Every day, there is new information coming out about Zika. Several months ago, we were saying that the mosquito that transmits Zika is found in southern states and we’re not in danger … now studies have shown that another kind of Aedes mosquito also can transmit Zika. The question is, do we wait until we find out for certain that it’s come to Baltimore and we have hundreds of kids born with this birth defect? Ever year there are 9,000 pregnant women [in the city]. …
If it doesn’t come to Baltimore, we breathe a sigh of relief and say thank you to whatever entity we all believe in or don’t believe in. If it does come to Baltimore at least we can say we were prepared, we took proactive steps and we were ready.
Dr. Leana Wen
Age: 33
Born: Shanghai, China
Education: California State University in Los Angeles, B.S. in Biochemistry; Washington University in St.
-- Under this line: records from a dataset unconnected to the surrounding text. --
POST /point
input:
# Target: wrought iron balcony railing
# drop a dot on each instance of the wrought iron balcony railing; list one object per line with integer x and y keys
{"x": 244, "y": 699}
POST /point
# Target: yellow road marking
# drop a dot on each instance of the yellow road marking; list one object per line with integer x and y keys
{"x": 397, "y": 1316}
Louis, M.D.; University of Oxford, M.Sc. in Economic and Social History, M.Sc. in Modern Chinese Studies.
Previous Jobs: Emergency medicine attending physician and director of patient-centered care research, the George Washington University Hospital; assistant professor of emergency medicine and health policy, the George Washington University; emergency medicine physician, Brigham and Women’s Hospital/Massachusetts General Hospital.
Family: Married (husband Sebastian Walker), lives in Fells Point
Last book read: “Inside the Middle East”by Avi Melamed
Favorite Movie: “The Gods Must Be Crazy”(“The Godfather, Part II”is too common!)